À 10h00 à Lisbonne, l’EuroStoxx 600 reculait de 1,12% à 481,84 points.
Les bourses de Londres, Paris et Francfort baissaient respectivement de 0,34%, 1,13% et 1,39%, tandis que celles de Madrid et Milan se dépréciaient de 0,65% et 1,41%.
La bourse de Lisbonne maintenait la tendance de l’ouverture et à 10h00, l’indice principal, le PSI, progressait de 0,94% à 6.465,31 points.
L’euro atteignait un nouveau sommet de 1,1415 dollar, un niveau inégalé depuis le 9 février 2022 sur le marché des changes de Francfort, contre 1,1197 dollar jeudi.
Le prix de l’once d’or, considéré comme une valeur refuge, grimpait à un nouveau record historique de 3.218,09 dollars, contre 3.158,59 dollars jeudi.

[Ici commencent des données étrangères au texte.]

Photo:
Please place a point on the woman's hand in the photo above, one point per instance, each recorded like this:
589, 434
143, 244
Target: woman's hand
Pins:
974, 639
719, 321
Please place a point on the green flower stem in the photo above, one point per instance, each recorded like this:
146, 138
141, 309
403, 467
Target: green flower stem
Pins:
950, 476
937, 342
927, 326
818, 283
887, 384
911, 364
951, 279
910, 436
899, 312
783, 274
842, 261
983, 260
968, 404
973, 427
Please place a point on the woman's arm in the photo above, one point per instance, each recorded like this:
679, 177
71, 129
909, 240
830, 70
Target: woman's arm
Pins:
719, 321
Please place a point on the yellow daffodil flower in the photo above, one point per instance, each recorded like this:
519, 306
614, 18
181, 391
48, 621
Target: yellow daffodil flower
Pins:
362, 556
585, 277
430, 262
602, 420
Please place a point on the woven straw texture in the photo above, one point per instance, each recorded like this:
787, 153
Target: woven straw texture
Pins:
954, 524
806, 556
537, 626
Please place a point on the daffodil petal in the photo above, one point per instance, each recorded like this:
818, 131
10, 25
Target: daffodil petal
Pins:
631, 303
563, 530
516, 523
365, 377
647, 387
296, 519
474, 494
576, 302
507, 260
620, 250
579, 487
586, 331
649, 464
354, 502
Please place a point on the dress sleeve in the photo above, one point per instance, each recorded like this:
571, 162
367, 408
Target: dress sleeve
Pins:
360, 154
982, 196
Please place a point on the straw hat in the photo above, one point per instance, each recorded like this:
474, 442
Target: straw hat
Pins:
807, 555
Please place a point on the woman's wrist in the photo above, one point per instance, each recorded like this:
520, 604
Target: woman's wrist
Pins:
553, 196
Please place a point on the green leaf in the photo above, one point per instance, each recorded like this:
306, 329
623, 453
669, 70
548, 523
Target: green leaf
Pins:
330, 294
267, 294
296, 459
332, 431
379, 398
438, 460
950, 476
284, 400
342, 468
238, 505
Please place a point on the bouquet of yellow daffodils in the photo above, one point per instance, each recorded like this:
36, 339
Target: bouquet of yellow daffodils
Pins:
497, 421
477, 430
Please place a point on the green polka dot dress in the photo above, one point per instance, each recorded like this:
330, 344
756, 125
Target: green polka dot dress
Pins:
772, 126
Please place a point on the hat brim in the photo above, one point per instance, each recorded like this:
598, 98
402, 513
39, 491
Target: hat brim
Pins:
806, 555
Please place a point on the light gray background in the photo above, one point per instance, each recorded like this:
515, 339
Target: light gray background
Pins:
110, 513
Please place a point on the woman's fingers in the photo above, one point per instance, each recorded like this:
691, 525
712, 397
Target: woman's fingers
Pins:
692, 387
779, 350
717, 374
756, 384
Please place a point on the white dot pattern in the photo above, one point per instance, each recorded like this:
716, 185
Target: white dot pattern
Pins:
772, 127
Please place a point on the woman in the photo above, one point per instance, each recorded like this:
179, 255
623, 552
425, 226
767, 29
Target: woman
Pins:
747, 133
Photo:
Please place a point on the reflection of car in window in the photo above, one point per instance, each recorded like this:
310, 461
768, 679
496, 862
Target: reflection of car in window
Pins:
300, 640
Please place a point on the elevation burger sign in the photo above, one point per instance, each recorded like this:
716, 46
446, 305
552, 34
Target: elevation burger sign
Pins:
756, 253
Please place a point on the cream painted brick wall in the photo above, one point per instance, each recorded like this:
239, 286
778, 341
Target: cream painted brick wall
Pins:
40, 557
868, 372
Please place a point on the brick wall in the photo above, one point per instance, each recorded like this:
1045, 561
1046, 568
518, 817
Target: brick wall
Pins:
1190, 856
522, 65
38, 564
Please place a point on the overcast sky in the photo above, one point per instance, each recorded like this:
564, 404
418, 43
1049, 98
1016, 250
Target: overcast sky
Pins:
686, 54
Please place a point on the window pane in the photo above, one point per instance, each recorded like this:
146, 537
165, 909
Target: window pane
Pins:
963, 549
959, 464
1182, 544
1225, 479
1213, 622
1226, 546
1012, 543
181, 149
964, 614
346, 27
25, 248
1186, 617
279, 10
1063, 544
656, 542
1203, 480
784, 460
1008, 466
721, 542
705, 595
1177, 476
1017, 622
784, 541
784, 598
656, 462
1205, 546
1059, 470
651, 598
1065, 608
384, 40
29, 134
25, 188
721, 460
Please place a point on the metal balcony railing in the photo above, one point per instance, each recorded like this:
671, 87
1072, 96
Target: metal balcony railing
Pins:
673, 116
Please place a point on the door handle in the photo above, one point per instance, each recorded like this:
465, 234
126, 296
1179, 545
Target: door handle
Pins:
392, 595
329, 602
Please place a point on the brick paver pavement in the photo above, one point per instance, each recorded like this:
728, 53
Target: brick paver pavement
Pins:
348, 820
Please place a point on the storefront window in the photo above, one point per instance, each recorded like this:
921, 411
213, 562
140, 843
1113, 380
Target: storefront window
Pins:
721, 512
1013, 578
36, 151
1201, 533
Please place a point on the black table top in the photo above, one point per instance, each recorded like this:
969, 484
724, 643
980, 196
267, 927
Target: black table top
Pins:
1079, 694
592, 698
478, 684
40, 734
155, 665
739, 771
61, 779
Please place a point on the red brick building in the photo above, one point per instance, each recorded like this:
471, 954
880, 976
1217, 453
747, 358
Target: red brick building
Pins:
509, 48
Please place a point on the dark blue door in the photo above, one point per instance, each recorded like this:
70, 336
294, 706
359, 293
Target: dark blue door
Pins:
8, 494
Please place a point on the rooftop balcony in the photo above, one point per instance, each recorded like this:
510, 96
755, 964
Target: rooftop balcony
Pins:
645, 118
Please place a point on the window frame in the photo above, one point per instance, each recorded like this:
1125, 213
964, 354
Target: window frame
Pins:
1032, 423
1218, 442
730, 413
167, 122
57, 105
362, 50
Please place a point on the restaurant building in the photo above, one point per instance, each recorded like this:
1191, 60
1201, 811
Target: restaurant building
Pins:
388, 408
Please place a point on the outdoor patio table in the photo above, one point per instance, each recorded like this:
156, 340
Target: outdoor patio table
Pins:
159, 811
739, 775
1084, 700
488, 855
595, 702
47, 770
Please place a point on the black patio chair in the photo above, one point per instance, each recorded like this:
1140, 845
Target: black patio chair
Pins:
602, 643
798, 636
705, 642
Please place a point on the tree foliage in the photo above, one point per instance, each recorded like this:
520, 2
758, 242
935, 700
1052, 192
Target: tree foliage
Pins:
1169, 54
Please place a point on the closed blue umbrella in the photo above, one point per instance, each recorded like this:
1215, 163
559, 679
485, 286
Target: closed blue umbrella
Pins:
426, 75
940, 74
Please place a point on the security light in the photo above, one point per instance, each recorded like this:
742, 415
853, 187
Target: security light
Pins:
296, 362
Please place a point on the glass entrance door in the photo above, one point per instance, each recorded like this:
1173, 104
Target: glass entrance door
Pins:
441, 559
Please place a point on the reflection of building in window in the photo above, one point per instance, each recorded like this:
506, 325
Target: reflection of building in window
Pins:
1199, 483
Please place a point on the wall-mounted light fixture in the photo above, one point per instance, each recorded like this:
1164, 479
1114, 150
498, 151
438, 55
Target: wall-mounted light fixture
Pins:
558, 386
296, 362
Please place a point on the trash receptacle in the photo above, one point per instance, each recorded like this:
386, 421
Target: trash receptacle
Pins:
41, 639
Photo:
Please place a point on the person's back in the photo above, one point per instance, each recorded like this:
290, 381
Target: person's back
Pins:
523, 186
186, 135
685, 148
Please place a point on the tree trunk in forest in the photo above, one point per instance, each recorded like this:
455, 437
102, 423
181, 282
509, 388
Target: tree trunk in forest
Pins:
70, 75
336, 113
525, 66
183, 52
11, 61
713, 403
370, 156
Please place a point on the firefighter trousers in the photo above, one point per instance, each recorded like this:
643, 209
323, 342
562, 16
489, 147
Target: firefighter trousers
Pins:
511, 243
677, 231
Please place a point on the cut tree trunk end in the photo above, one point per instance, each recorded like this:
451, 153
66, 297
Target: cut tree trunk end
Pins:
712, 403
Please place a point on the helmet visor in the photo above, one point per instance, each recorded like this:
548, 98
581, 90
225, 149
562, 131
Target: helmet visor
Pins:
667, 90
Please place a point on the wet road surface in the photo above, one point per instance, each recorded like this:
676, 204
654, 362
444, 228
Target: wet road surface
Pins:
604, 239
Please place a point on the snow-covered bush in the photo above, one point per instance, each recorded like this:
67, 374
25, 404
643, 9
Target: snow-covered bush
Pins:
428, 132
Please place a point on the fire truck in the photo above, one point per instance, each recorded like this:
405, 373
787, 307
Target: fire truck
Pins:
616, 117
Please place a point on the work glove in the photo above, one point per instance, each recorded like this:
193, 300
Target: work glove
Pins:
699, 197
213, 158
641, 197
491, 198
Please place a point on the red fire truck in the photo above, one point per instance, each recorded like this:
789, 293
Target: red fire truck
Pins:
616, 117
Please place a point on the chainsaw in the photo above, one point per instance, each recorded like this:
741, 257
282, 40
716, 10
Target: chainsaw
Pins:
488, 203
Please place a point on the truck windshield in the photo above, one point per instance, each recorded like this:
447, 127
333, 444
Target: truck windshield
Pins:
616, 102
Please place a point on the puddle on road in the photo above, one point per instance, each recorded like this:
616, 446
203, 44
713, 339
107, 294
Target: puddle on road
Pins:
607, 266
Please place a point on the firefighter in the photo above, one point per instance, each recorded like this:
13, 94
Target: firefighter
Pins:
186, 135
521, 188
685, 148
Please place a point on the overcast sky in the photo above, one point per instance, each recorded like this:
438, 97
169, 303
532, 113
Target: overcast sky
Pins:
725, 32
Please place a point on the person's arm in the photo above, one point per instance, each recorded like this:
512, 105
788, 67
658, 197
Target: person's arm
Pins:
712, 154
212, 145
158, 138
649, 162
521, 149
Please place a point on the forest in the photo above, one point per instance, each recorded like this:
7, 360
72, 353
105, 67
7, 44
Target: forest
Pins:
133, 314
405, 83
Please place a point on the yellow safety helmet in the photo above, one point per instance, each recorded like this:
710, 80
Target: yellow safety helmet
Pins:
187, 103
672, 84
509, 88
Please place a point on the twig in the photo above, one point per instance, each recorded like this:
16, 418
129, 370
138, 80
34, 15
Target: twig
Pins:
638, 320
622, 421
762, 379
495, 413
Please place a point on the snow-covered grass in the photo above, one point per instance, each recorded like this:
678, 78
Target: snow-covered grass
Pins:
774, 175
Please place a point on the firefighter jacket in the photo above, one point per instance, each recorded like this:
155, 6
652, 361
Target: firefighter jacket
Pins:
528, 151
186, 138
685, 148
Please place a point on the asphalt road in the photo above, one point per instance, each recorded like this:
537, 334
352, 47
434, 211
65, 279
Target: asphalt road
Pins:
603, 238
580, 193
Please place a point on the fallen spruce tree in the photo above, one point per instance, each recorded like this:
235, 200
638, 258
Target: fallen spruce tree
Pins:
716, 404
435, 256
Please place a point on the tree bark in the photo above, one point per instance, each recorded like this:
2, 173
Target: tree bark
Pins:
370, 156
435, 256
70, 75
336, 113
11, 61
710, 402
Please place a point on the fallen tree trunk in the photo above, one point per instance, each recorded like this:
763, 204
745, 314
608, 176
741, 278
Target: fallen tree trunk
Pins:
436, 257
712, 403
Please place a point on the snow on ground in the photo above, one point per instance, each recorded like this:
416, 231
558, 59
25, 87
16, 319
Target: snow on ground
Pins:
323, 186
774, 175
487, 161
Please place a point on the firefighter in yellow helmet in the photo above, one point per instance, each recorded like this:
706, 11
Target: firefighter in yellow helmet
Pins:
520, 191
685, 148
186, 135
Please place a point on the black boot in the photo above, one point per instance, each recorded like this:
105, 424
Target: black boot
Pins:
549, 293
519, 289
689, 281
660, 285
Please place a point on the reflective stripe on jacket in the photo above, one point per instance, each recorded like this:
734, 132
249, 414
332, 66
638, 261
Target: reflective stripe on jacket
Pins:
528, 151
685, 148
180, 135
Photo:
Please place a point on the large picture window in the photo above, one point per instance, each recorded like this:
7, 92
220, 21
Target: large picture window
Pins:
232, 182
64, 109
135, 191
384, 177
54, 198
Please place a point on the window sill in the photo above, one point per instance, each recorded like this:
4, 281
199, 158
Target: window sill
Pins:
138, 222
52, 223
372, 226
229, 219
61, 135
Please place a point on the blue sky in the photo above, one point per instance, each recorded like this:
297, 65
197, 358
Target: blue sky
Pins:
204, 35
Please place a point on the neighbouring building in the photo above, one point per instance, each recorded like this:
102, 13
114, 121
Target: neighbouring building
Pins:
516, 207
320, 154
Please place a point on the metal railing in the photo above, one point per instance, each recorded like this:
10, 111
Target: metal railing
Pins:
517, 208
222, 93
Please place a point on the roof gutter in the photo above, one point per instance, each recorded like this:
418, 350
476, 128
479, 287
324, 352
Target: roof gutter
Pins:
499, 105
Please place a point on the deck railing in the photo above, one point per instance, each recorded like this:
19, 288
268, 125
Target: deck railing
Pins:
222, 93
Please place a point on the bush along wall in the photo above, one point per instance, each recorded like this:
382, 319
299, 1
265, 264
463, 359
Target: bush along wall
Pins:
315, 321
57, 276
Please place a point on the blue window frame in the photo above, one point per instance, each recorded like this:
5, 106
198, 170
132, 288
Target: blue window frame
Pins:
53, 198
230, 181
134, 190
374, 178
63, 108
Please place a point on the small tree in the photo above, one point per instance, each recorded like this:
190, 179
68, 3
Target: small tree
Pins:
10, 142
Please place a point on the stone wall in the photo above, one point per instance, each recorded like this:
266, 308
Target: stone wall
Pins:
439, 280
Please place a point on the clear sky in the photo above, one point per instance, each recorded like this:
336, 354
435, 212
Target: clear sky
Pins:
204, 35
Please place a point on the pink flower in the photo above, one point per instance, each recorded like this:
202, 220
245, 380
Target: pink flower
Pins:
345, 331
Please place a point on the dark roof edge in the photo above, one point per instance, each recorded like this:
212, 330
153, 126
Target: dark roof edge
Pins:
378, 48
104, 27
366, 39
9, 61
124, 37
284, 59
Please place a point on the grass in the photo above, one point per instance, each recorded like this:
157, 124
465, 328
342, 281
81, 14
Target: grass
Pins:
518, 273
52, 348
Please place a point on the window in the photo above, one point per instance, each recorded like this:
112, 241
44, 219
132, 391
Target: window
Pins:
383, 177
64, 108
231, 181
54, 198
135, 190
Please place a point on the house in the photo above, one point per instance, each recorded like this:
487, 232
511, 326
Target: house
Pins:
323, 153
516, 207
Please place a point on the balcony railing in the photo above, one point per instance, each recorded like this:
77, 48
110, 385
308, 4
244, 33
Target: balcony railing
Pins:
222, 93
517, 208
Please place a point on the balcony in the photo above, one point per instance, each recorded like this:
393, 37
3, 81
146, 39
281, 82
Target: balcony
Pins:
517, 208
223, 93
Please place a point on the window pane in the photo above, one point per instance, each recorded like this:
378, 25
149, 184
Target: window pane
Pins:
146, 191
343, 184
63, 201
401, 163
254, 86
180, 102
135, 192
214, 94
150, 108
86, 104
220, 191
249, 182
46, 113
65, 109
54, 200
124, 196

Le gouvernement chinois a annoncé aujourd’hui une augmentation de 125% des taxes imposées sur les produits en provenance des États-Unis, poursuivant sa politique de représailles contre les hausses tarifaires américaines sur les biens chinois décrétées par Washington.
La guerre commerciale entre les deux plus grandes économies mondiales s’est rapidement intensifiée, dans un contexte de grande volatilité des marchés.
La Chine insiste sur le fait qu’elle ne souhaite pas une guerre commerciale, mais « n’a pas peur de l’affronter si nécessaire ».
La mesure de Pékin, qui entrera en vigueur samedi, a été confirmée par le Comité des Tarifs Douaniers du Conseil d’État (Exécutif chinois) dans une déclaration officielle, où il a condamné la politique commerciale des États-Unis comme une « violation grave » des règles du commerce international et du « unilatéralisme coercitif ».
Dans un revirement de situation, le président américain, Donald Trump, a annoncé mercredi soir une suspension de 90 jours des « tarifs réciproques » imposés au reste du monde, mais a maintenu et aggravé les taxes imposées à la Chine.
La Maison Blanche a précisé jeudi que le tarif total sur les produits chinois est de 145%, étant donné qu’il fallait ajouter la taxe de 20% qui avait été précédemment imposée à la Chine en raison de la crise du fentanyl.
Les médias officiels chinois ont récemment noté que le pays asiatique a diversifié les destinations de ses exportations au cours des cinq dernières années, ce qui le rend moins vulnérable à une guerre commerciale avec les États-Unis qu’il ne l’était lors de la première présidence de Trump (2017-2021).